Love Once Again
by Devon Vaughn Archer, contemporary (2006)
Kimani, $5.99, ISBN 1-58314-679-2

Devon Vaughn Archer's second book for the Harlequin Kimani Arabesque or whatever the line is called nowadays, Love Once Again, repeats some themes presented in his debut romance effort Dark And Dashing (which is part of the Slow Motion omnibus 2-in-1 thingie published in late 2005). There is a heroine reeling from a painful divorce, issues of mistrust, and all. The hero is reeling nobly from the loss of a wife and a kid.

And, ugh, my reaction to this book is exactly like my reaction to Dark And Dashing: someone please do me a favor and sedate our heroine Janine Handerson before she ends up hurting someone really badly with her often inscrutable back-and-forth yes-no-yes-no-aaaah antics in this story. She's the divorcee.
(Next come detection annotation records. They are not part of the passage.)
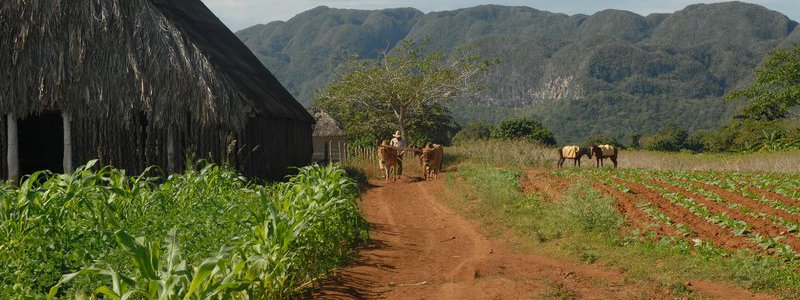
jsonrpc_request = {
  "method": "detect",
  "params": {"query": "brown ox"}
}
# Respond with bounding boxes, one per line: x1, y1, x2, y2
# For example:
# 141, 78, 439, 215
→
378, 140, 400, 181
589, 145, 619, 168
558, 146, 592, 168
420, 143, 444, 180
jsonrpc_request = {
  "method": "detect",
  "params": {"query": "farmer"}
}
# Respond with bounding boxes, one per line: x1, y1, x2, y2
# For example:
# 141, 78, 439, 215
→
391, 130, 406, 176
Richard Lowery is our hero who will spend his time inexplicably wooing Janine when she's quite a high-maintenance neurotic character, and he's also this prize-winning photographer whose latest book is due to be edited by our heroine, who's a senior editor.

The names and jobs of our main characters and the location are mere cosmetic changes to a story that Mr Archer has written twice in a row now: the story of the dangers of confusing "frustrating obduracy, irrational overgeneralizing of the opposite sex, and perpetual moaning-minnie self-pity parties for one" for "depths and layers in a character". Mr Archer really needs to take a step back and try depending less on the heroine's annoying mind games and distrusts of the opposite sex for his stories. Or, at the very least, let the heroine's insecurities and suspicions have a ring of convincing realism to them instead of being a one-dimensional and too-obvious plot device to keep the couple separated and in conflict. It's hard to root for one-dimensional characters stuck in one-track plot straight down the funny path off the cliff altogether, so to speak, and I hope Mr Archer will come up with characters that have more depths and plots that have more substance in the future.

Love Once Again is more akin to Once Again? Ugh, No Thanks.